Extract a function to generate the split TSV file path.

griffithlab · Dec 1, 2016 · fd3380b · fd3380b
1 parent 935788e
commit fd3380b
Showing 1 changed file with 9 additions and 10 deletions.
diff --git a/pvacseq/lib/pipeline.py b/pvacseq/lib/pipeline.py
@@ -59,6 +59,9 @@ def tsv_file_path(self):
         tsv_file = self.sample_name + '.tsv'
         return os.path.join(self.output_dir, tsv_file)
 
+    def split_tsv_file_path(self, split_start, split_end):
+        return "%s_%d-%d" % (self.tsv_file_path(), split_start, split_end)
+
     def convert_vcf(self):
         status_message("Converting VCF to TSV")
         if os.path.exists(self.tsv_file_path()):
@@ -108,7 +111,7 @@ def split_tsv_file(self, total_row_count):
             if split_end > total_row_count:
                 split_end = total_row_count
             status_message("Splitting TSV into smaller chunks - Entries %d-%d" % (split_start, split_end))
-            split_tsv_file_path = "%s_%d-%d" % (self.tsv_file_path(), split_start, split_end)
+            split_tsv_file_path = self.split_tsv_file_path(split_start, split_end)
             chunks.append([split_start, split_end])

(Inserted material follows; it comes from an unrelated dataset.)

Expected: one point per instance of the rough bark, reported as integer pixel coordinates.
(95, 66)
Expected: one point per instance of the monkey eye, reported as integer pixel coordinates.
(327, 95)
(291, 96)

             if os.path.exists(split_tsv_file_path):
                 status_message("Split TSV file for Entries %d-%d already exists. Skipping." % (split_start, split_end))
@@ -131,7 +134,7 @@ def split_tsv_file(self, total_row_count):
                     if split_end > total_row_count:
                         split_end = total_row_count
                     status_message("Splitting TSV into smaller chunks - Entries %d-%d" % (split_start, split_end))
-                    split_tsv_file_path = "%s_%d-%d" % (self.tsv_file_path(), split_start, split_end)
+                    split_tsv_file_path = self.split_tsv_file_path(split_start, split_end)
                     chunks.append([split_start, split_end])
                     if os.path.exists(split_tsv_file_path):
                         status_message("Split TSV file for Entries %d-%d already exists. Skipping." % (split_start, split_end))
@@ -307,9 +310,8 @@ def __init__(self, **kwargs):
     def generate_fasta(self, chunks):
         status_message("Generating Variant Peptide FASTA and Key Files")
         for (split_start, split_end) in chunks:
-            tsv_chunk = "%d-%d" % (split_start, split_end)
             fasta_chunk = "%d-%d" % (split_start*2-1, split_end*2)
-            split_tsv_file_path       = "%s_%s" % (self.tsv_file_path(), tsv_chunk)
+            split_tsv_file_path       = self.split_tsv_file_path(split_start, split_end)
             split_fasta_file_path     = "%s_%s" % (self.split_fasta_basename(), fasta_chunk)
             if os.path.exists(split_fasta_file_path):
                 status_message("Split FASTA file for Entries %s already exists. Skipping." % (fasta_chunk))
@@ -331,7 +333,6 @@ def generate_fasta(self, chunks):
     def call_iedb_and_parse_outputs(self, chunks):
         split_parsed_output_files = []
         for (split_start, split_end) in chunks:
-            tsv_chunk = "%d-%d" % (split_start, split_end)
             fasta_chunk = "%d-%d" % (split_start*2-1, split_end*2)
             for a in self.alleles:
                 for epl in self.epitope_lengths:
@@ -378,7 +379,7 @@ def call_iedb_and_parse_outputs(self, chunks):
 
                     if len(split_iedb_output_files) > 0:
                         status_message("Parsing IEDB Output for Allele %s and Epitope Length %s - Entries %s" % (a, epl, fasta_chunk))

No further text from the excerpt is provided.